日吉神社には絵馬の寄進が多く、一〇点以上はあるようである。
その中で、
1 平忠盛が油法師を退治するところ。
2 能の猩々。
3 重盛諌言の図と思われるもの。
4 「しょうき」(鍾馗)と思われるもの。
5 登り竜。
6 中国の古画。
等々は大型である。しかし、絵馬のうちで、日吉神社の重宝とされているものは、
白馬の絵馬
である。これは狩野法眼(ほうげん)の画と伝えられている。横一・八二メートル、高札形で、高さは棟の所で一・二一メートルくらい、木板で周囲に七・六センチ角の縁を廻し、要所に鉄の装幀がしてある。絵は白馬一頭であるが、他は金箔をほどこしてある。胴長およそ一メートル、丈七五センチ位である。
伝説によれば、むかし神社周辺の畑が非常にあらされて困り、このためこの絵馬を奉納したところ、荒らされなくなったとのことで前には、絵馬をくさりで結んであったと言い伝えられている。
この絵馬が重宝とされているのは、狩野法眼の画と伝えられているからであろう。
狩野法眼といっても、狩野家の当主は代々法眼に叙せられているので、誰を言うのか詳かでないが、法眼の中、狩野重信(永徳)・守信(探幽)が最もよく知られているところである。狩野家は姓は藤原、二階堂出羽守貞藤の男兼藤より出で、三代景信が伊豆国加茂郡狩野邑に住んでより、狩野姓を称したという。始め足利将軍に仕え、後織田信長・豊臣秀吉に仕え、その後子々孫々徳川幕府に仕え、代々画家をもって名を知られている。
狩野三家、狩野五家といわれているように宗家中橋狩野、鍛治橋狩野、木挽町狩野を三家とし、駿河台家、濱町家を加えて五家という。

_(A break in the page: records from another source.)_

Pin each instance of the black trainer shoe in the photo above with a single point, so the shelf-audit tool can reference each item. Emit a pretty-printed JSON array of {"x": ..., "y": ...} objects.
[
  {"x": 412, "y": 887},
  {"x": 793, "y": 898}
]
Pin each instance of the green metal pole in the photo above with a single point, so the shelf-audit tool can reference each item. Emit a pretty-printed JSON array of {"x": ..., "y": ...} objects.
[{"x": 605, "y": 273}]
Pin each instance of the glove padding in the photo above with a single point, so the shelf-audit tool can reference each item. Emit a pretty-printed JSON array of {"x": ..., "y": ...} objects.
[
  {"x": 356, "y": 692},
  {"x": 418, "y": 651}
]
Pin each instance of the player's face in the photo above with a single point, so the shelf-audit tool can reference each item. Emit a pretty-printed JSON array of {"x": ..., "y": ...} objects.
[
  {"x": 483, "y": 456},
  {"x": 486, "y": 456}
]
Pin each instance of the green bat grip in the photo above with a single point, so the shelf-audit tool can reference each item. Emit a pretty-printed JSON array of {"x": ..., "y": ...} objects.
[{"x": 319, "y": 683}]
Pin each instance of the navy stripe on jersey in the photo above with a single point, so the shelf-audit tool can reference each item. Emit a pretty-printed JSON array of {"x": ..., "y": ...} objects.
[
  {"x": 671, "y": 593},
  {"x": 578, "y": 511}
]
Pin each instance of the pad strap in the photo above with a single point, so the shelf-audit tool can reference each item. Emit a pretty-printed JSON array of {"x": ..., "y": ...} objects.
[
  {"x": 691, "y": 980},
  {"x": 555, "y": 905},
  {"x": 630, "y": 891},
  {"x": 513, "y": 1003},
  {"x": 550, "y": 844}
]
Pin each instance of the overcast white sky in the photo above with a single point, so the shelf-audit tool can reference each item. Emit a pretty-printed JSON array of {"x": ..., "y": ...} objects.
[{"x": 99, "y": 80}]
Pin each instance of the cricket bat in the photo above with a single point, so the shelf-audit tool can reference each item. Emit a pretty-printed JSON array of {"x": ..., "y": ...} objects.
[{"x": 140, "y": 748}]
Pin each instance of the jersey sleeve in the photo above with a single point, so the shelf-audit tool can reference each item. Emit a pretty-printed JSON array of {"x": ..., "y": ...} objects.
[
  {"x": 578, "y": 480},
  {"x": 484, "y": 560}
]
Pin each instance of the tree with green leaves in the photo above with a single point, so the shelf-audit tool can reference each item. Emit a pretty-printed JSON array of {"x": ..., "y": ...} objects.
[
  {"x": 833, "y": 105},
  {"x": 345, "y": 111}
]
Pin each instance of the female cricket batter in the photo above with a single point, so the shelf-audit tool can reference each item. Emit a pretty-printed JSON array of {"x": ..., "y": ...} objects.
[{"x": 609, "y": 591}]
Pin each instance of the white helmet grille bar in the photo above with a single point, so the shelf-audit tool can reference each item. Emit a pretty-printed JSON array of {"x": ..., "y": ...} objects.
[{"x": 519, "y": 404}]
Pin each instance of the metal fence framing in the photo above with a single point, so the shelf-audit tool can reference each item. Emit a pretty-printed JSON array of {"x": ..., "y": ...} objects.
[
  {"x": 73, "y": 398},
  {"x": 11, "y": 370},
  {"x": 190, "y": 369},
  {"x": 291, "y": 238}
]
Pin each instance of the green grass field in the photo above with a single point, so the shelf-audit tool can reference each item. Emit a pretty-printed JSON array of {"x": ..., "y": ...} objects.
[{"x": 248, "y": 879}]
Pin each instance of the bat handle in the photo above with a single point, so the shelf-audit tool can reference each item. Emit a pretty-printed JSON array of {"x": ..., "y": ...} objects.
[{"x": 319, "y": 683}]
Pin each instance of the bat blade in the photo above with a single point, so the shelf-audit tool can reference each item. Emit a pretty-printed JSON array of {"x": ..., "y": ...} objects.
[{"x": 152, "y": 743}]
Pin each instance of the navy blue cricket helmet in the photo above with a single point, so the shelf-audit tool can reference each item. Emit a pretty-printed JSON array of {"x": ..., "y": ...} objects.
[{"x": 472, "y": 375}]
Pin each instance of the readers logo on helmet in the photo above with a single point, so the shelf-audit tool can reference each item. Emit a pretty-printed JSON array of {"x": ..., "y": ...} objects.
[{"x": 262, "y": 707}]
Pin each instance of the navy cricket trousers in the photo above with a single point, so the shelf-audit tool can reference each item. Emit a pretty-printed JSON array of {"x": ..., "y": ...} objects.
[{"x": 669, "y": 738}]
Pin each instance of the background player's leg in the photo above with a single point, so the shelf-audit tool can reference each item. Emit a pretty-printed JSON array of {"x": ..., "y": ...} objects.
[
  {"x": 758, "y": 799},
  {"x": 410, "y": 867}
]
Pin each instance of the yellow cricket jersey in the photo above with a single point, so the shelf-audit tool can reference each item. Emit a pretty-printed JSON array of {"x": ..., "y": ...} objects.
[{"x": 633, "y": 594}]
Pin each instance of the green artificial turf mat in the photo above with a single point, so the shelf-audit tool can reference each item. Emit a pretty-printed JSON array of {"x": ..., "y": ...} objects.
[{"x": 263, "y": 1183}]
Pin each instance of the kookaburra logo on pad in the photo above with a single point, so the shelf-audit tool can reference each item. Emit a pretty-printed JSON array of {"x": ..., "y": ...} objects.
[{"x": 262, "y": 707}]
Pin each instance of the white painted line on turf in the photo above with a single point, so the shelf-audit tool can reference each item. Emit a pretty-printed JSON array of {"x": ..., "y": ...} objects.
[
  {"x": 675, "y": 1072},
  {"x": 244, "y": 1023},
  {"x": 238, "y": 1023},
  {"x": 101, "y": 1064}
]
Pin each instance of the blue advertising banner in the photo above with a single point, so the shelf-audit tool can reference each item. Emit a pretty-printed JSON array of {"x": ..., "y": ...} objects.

なお、「絵馬」はいつ頃からか、その始めは詳かでない。しかし、寛弘九年(一〇一二)六月大江匡衡(まさひら)が北野天神供物の中に色紙絵馬三匹とあることからこの時代すでにあったものと判断することができる。
もともと神社に馬を奉納(神馬という)したものであるが、これが不可能な時、木で馬を造りこれを献じたものである。力及ばず、それもできない場合、神馬の形を絵に画いて奉納することが絵馬の始めである。
後世、馬のみならず、鳥獣人形その他種々の物を画いて奉納し、合せて神前に願をかけたので、本来の意を失ったと言える。
広辞林には、「絵馬」とは、祈願のために奉納する馬の絵を画いた額で、馬のかわりに、神社仏閣に奉納するもの、転じて、「神社仏閣に奉納する絵の額」であると定義している。
付記
日吉神社については、本巻「宗教篇」の神社の項を参照されたい。